First seen awakening in bed and immediately yelling “I don’t want to” in response to nothing in particular, Isadora goes about the day struggling with moments of absentmindedness that, taken as a whole, suggest the onset of a serious condition. When her husband, Enrique (Alejandro Sieveking), goes out for cat food and she remains stranded in the apartment due to an out-of-order elevator and a hip that won’t allow her to navigate stairs, she suffers a particular acute bout of forgetfulness as she leaves the sink running with laundry inside and ends up flooding the bathroom. In this sequence, the directors place us squarely within the scary realm of Isadora’s confused headspace, adding a subtle ambient whirr to the soundtrack and alternating between shots of the woman’s bewildered visage and her fixated points of view, both given a heightened sense of disorientation by the bob of the handheld camera.
But whatever empathy the movie builds by asking us to share Isadora’s dislocation and sense of entrapment in both her head and her apartment, they quickly squander by focusing on details that force us to view the woman as a pitiable old thing who isn’t so much a person as a fragile object we fear for. It’s a small step from sympathetic generosity to morbid bathos, but it’s one that Silva and Peirano are unafraid to take by showing us close-ups of their heroine’s feet as she first takes a few tentative steps down the staircase before returning, then as she stands ankle deep in the bathroom puddle. In a later sequence, she returns to the staircase, this time giving the descent an earnest effort as the directors force us to watch her move down step by agonizing step, isolating her groaning face, her hand desperately gripping the banister, and, once again, her feet. By the time she makes her escape and runs out like a crazy woman into a park fountain, the transition from dignified human being to helpless nutcase is complete, a transition that an unconvincing last-minute attitude change (mirroring a similarly questionable transformation in The Maid) does little to alter.

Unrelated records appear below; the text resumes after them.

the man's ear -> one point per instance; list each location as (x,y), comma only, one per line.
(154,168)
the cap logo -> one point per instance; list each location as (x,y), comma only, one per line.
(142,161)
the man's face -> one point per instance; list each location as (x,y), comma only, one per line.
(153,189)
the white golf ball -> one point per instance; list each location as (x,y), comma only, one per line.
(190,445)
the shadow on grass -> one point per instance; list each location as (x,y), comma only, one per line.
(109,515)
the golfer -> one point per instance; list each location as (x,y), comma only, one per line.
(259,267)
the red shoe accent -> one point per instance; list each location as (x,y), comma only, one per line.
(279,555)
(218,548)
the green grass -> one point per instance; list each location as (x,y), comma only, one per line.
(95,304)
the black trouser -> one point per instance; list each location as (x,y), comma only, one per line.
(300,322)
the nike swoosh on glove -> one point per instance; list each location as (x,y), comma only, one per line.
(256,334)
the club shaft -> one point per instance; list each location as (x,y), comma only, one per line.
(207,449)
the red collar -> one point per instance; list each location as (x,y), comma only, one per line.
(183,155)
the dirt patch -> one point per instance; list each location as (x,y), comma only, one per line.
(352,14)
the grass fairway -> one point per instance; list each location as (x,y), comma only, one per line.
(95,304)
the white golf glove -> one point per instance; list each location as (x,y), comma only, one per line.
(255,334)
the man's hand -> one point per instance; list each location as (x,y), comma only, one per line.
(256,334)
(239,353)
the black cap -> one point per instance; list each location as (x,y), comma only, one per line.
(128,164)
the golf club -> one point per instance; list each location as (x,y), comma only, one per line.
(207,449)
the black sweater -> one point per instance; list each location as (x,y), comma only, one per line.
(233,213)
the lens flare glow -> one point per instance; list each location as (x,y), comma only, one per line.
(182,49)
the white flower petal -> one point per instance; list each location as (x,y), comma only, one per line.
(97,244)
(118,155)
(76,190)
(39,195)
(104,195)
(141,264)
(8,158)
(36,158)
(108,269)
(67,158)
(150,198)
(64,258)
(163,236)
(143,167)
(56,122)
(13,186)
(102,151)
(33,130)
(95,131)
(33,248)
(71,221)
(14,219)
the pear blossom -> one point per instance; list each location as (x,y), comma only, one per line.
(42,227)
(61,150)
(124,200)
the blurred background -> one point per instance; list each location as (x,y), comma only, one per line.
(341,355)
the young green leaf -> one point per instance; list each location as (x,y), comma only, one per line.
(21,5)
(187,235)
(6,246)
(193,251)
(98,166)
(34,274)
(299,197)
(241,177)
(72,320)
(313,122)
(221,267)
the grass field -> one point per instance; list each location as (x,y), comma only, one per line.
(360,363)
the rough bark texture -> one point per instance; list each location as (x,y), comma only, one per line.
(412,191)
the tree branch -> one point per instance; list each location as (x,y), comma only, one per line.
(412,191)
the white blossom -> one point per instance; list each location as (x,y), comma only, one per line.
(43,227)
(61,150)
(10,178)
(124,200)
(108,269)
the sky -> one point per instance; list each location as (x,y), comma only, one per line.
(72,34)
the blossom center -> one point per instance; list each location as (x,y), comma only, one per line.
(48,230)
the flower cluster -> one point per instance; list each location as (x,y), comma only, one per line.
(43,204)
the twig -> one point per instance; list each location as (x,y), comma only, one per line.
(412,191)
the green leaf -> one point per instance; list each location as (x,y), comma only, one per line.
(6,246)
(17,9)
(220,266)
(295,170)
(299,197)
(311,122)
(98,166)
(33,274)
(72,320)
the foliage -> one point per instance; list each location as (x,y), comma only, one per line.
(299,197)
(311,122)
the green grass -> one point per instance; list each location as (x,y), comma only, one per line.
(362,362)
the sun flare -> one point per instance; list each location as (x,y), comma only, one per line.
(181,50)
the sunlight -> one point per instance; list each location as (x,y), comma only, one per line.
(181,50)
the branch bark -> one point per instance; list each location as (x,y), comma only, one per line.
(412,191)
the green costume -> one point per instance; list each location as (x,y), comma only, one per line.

The film’s other principle character and Isadora’s chief antagonist is treated with a similar mix of condescension and compassion, though in her case the transition works in the opposite direction, moving toward a measure of sympathy. Introduced as a manic coke-sniffing opportunist who jumps from complaining about her mother’s cats to raving about a recent trip to Peru without the slightest pause, and who wastes little time waving the power of attorney papers in front of Isadora, Rosario’s (Claudia Celedón) characterization is, at least initially, confined to the twin polls of raving lunatic and unfeeling villain. Held somewhat in check by her slightly more stable girlfriend Hugo (Catalina Saavedra), this woman nevertheless repeatedly sneaks off to the bathroom for a snort of blow, engages her stepfather in a vicious exchange of words and declares in no uncertain terms “this apartment is mine!,” thus confirming the filmmakers’ penchant—apparent in their previous collaboration—for seeking out the worst aspects of human behavior only to later force a measure of redemption into their narrative’s conclusion.
Still, at least for one moment, Silva and Peirano strike the right balance, shifting their sympathy slightly from mother to daughter while treating neither like objects of amusement. As the two sit down for their long-awaited face-to-face, Rosario reaches out for Isadora’s hand which the latter quickly withdraws. “Does my touch disgust you?” Rosario asks before charging her mother with having long withheld affection and challenging her to come up with one positive memory the two have shared. Unable to dig up a single reminiscence, Isadora can only lamely reply, “I’m just not the affectionate type,” to her daughter’s charges and in these moments we realize that for all her current helplessness, Isadora may well have been a hard, unloving mother, that Rosario’s resentment might have a legitimate cause, and that her current unhappiness is more than likely at least partially her mother’s fault. But then Rosario once again waves the contract in Isadora’s face, the two have a vicious spat resulting in both women running off, and the film returns to its comfort zone of a minimally sympathetic voyeurism.